UNITY — Trying to head undesirables off at the pass, Unity is considering two ordinances to stop sexually oriented businesses before they start.
The adult business and public indecency ordinances will be given a public hearing Monday and will be voted upon at the annual town meeting March 29. The March 10 hearing at the elementary school will begin at 7 p.m.
The ordinances, to regulate X-Rated video stores and to ban the commercial performance of sex acts, were developed by a nine-member committee appointed by the selectmen, not as a reaction to any specific business plans but as a precaution.
“We believe an ounce of prevention is worth a pound of cure,” said Selectman Charles Murch, a strong proponent of the measures. “We’ve seen what’s happened in other places, where people come in with these businesses and the town can’t stop it. We want to have something on the books ahead of time.”
Similar ordinances were soundly defeated by voters a year ago, but Murch said that was because town officials failed to get their point across. “We didn’t do a good job of informing the people of what we were trying to do. A lot thought we were trying to control what they can do in their own homes, what books and videos they can have. This doesn’t have anything to do with that, it’s just to give us some control over these businesses. We’re doing a lot more to get information out this time, so I think we have a good chance.”
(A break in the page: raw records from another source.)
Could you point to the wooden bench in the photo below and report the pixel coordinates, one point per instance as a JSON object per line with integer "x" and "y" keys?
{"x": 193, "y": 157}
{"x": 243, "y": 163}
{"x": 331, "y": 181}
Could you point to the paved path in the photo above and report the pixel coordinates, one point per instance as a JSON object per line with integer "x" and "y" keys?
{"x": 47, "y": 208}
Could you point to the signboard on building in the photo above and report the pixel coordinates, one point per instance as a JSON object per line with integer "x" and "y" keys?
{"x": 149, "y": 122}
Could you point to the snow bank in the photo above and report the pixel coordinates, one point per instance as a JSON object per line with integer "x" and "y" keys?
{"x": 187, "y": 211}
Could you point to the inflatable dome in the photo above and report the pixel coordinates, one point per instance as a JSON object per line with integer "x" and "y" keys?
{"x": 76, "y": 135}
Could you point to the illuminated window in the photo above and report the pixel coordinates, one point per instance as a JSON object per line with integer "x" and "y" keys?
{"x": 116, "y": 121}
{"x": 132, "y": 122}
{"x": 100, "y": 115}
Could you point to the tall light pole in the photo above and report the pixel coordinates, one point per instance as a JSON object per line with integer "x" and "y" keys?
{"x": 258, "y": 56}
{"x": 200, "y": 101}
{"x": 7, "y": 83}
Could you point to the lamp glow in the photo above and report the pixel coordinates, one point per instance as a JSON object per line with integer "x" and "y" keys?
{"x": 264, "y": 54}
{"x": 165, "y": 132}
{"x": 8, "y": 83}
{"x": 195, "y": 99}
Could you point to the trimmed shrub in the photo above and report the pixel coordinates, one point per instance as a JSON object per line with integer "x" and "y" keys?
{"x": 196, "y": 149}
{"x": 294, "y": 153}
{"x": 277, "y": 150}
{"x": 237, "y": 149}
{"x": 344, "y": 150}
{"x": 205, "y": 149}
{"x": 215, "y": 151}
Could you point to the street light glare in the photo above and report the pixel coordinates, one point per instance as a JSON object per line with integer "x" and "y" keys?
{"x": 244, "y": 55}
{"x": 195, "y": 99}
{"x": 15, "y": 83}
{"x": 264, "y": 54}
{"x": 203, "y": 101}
The adult business ordinance would prohibit the design or use of commercial premises for sexual conduct, specifically by requiring that viewing booths in adult video stores have at least one side open to the store’s main public room. The stated purpose of the ordinance is to protect the health, safety and welfare of the public by banning businesses that could contribute to the spread of sexually transmitted diseases.
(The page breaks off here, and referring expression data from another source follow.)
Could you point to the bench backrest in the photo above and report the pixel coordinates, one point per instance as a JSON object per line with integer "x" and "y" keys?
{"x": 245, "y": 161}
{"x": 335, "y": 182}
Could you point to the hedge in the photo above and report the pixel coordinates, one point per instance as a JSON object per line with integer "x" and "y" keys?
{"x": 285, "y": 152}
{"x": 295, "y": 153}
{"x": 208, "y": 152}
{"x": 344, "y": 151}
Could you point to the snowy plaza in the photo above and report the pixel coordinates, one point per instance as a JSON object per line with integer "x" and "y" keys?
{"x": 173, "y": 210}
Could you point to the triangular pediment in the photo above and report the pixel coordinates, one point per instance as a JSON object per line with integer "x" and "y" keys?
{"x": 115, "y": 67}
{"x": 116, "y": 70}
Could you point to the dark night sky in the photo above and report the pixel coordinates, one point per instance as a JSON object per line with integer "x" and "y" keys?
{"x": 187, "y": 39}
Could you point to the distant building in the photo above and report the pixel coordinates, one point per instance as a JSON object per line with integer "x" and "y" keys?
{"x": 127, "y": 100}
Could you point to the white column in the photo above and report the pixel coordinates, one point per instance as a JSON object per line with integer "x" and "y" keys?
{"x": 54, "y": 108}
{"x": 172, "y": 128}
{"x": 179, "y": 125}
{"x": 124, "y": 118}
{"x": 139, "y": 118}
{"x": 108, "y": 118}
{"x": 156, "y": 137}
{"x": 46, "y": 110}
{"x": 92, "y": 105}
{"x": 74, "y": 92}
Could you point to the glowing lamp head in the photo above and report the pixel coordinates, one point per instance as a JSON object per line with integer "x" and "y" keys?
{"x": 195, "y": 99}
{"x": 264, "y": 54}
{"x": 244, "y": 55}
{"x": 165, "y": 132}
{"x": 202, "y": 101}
The public indecency ordinance would ban commercial performances of sex acts, simulated sex acts and nude dancing. Violators of either ordinance would be subject to a $1,000 fine for a first offense, $1,500 for the second and $2,000 for the third and subsequent offenses.
The head of the ordinance committee, who Murch says “has the spirit and fire to get this done and done right,” is Marilyn Livingstone Koziupa.
Koziupa says the spread of sex shops in other small towns “shows we need some protection. You can’t wait until somebody opens one of these places up and then expect to close it. The time to do something is beforehand.”
One thing the ordinances do not try to do, Koziupa said, “is control what books, magazines and videos people can buy and have in their own homes. We’ve been very careful about the First Amendment, about protecting the right of adults to read and watch what they want. We’ve had these ordinances checked several times by the [Maine Municipal Association], we’ve had four lawyers advising us. We know we’re legal, the only question is whether people want this.”
The answer to that question likely won’t be known until town meeting, Koziupa said. “We’ve had open, public meetings all along, but there hasn’t been much interest at all. What I hear around town is that some say we need this, some say we don’t. We are trying hard to get information out, but right now, I really can’t say what kind of public support we’ve got.”